The nation’s statistics institute known as IBGE will publish its review in March next year, to coincide with the release of the 2019 GDP results, it wrote on its website. Initial export figures published by the economy ministry for September through December were $6.5 billion shy of the actual number, but the correction came too late to include in the third-quarter result, IBGE said.
The miscalculation has had an impact on markets. The Brazilian real weakened on Nov. 25 when the central bank reported a widening current account gap due to a fall in exports. Three days later, the economy ministry said that technical problems had resulted in the underreporting of foreign sales in November. A further review on Monday showed that human error compiling export data in a new system had led to similar issues in the previous two months. The revisions helped strengthen the real against the dollar.
Brazil isn’t the only country experiencing a data fiasco. Denmark earlier this month revised growth numbers for the past three years, while Sweden has overestimated unemployment for months.
In Brazil, lower house speaker Rodrigo Maia said such reviews created uncertainties but at least should help calm down markets.

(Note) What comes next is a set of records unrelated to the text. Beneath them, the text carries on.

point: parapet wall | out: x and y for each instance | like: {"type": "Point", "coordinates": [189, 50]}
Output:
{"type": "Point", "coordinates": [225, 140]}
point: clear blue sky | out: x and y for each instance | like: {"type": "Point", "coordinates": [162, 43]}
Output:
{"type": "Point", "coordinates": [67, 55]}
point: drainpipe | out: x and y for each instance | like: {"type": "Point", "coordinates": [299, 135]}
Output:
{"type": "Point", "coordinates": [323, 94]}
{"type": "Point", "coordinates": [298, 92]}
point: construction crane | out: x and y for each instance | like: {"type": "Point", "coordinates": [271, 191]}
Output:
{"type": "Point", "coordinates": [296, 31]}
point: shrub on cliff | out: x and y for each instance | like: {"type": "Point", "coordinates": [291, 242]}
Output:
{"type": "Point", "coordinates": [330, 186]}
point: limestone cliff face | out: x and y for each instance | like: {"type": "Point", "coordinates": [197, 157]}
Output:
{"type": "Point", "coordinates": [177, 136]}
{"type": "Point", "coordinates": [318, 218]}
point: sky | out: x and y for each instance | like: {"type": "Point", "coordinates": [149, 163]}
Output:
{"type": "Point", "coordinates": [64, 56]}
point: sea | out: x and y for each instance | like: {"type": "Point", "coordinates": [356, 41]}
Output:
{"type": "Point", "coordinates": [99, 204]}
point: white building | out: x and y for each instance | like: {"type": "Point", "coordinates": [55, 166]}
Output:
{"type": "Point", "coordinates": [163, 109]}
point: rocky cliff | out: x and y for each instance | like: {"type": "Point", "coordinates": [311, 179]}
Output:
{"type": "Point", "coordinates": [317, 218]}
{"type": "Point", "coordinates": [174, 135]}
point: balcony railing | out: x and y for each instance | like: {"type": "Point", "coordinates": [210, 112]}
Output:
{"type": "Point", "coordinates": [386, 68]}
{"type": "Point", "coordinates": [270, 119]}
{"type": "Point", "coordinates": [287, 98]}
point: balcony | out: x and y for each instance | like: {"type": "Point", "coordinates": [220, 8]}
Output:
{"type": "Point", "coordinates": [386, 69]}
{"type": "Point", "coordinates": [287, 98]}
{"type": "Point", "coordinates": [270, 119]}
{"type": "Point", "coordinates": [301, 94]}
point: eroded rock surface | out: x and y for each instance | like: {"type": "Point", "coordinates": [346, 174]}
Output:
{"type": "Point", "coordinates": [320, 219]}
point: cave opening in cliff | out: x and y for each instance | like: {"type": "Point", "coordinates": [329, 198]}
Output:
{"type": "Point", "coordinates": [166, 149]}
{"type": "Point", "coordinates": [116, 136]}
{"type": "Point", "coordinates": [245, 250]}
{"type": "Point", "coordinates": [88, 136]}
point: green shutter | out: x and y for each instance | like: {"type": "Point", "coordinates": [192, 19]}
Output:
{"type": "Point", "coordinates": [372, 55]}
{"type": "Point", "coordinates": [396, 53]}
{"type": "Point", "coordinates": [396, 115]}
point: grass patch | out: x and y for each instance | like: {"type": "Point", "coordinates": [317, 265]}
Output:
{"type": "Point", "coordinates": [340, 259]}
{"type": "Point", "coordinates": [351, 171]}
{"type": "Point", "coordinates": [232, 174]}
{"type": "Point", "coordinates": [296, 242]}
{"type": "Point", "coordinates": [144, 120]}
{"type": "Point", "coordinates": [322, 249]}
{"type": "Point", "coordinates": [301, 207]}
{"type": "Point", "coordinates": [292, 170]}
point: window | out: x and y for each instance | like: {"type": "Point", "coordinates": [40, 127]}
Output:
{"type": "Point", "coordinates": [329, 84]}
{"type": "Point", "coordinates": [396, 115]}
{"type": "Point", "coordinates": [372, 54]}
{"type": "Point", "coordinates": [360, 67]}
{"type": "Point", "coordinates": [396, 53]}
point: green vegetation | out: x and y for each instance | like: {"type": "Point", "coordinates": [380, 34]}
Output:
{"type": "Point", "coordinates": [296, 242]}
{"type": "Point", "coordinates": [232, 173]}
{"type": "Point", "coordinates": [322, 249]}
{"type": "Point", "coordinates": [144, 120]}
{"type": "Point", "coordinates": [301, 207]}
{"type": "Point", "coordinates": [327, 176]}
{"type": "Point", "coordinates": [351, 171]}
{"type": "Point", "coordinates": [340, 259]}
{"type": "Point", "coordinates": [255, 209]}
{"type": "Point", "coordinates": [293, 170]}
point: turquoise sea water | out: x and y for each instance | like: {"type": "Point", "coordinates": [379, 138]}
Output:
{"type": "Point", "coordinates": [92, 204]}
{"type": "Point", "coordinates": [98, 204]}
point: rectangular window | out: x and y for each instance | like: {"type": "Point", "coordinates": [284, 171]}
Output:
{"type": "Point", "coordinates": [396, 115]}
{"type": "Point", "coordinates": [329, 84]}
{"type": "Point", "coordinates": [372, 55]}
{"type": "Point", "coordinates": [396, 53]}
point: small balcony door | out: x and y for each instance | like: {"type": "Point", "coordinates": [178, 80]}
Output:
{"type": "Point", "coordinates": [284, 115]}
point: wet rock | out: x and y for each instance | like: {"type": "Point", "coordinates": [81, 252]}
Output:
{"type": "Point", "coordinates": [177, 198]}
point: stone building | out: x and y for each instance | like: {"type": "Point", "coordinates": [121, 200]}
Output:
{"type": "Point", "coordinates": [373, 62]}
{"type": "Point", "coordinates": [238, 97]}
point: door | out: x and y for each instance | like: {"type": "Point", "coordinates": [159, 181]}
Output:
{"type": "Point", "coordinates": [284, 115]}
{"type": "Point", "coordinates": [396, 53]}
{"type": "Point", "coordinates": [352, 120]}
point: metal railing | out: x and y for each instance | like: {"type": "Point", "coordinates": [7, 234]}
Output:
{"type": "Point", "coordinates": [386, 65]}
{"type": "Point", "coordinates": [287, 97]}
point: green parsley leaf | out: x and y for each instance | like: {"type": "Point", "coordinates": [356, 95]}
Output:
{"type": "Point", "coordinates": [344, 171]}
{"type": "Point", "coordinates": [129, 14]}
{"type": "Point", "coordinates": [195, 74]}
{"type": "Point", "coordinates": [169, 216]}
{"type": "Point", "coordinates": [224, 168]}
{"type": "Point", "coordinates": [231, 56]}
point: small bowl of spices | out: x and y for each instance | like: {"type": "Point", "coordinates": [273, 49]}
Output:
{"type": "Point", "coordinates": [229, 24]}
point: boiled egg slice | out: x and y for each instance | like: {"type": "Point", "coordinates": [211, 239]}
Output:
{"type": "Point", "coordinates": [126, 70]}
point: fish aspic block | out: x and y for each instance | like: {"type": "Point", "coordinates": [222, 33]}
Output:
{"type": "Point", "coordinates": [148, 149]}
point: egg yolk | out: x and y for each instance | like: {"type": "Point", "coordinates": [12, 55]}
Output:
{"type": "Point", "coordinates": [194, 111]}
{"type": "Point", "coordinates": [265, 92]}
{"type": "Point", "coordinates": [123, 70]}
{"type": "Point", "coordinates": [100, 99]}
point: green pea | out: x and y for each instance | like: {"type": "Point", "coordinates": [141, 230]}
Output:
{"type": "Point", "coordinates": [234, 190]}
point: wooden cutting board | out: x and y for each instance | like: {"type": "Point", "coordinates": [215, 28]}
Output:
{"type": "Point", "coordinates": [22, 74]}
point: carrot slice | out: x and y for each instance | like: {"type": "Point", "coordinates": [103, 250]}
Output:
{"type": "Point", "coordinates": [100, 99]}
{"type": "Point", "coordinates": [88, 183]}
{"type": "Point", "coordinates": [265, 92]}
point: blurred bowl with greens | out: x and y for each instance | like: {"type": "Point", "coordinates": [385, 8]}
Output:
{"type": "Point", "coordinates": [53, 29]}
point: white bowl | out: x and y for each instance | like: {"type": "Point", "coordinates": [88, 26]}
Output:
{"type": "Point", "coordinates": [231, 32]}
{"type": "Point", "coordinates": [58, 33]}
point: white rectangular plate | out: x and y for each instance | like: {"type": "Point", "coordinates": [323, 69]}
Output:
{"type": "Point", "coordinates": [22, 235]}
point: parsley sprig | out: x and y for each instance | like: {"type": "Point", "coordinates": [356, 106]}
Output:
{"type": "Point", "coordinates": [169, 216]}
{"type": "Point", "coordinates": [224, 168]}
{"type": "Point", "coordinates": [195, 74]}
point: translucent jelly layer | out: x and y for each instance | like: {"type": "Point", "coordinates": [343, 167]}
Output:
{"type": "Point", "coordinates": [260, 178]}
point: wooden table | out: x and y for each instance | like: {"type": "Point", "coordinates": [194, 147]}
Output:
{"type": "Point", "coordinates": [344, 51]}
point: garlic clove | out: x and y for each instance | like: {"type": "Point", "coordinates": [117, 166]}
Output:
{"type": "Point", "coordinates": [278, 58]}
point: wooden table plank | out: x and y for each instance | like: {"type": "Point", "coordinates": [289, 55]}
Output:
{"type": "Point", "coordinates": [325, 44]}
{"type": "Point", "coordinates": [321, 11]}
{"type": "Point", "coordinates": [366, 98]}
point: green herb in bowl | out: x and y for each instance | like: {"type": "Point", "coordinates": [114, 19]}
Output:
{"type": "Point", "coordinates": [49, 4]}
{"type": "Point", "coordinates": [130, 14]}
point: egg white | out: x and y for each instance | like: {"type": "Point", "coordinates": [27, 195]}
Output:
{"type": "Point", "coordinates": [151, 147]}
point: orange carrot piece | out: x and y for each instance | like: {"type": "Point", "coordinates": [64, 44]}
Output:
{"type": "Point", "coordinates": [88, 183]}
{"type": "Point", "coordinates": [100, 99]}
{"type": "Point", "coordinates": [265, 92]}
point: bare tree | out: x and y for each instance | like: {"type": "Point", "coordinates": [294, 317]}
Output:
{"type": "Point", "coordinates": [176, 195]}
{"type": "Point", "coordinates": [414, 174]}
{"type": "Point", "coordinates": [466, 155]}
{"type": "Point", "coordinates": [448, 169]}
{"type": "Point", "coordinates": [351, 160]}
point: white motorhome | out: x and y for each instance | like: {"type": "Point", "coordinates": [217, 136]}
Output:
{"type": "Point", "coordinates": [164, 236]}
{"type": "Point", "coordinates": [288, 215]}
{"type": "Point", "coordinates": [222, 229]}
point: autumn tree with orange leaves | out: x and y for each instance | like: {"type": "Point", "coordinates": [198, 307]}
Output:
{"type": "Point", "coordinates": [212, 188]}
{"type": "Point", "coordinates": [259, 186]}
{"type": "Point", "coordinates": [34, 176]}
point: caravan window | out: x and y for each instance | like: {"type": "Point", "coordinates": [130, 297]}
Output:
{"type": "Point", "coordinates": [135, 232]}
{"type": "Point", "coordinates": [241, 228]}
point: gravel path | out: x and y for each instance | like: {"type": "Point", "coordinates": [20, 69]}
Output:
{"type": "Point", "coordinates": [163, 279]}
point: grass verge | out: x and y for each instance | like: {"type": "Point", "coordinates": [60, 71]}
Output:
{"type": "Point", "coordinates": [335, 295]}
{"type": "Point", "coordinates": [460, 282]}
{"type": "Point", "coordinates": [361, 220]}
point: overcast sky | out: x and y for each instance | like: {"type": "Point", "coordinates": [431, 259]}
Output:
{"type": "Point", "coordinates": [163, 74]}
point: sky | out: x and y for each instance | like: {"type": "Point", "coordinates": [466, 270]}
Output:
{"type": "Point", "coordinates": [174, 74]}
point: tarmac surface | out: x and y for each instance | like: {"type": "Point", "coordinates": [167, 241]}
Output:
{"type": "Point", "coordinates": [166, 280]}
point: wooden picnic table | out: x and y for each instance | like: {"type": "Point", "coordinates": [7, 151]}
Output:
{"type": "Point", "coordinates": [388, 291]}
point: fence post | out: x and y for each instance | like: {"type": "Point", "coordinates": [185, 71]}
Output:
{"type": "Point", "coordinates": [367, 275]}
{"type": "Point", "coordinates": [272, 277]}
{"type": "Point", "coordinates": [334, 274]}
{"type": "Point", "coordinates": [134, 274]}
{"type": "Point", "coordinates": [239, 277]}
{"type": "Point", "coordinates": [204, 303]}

“A lot of investors were worried that Brazil would not be able to finance an increase in the current account deficit,” he told reporters on Wednesday. “However the review should at least improve the results and this should calm the foreign exchange market.“
The increase in exports is expected to boost the nominal third-quarter GDP result, which showed a 0.6% rise quarter-on-quarter. While reviews in exports data may be a common practice, the magnitude of the change was one of a kind, the economy ministry said.
The central bank said the revised export data will be taken into account in its current account report that will be released later this month, adding that the faulty data didn’t affect the currency flows figures.
The economy ministry said the data collection was done properly and that it had fixed the problem regarding the input of information into the system.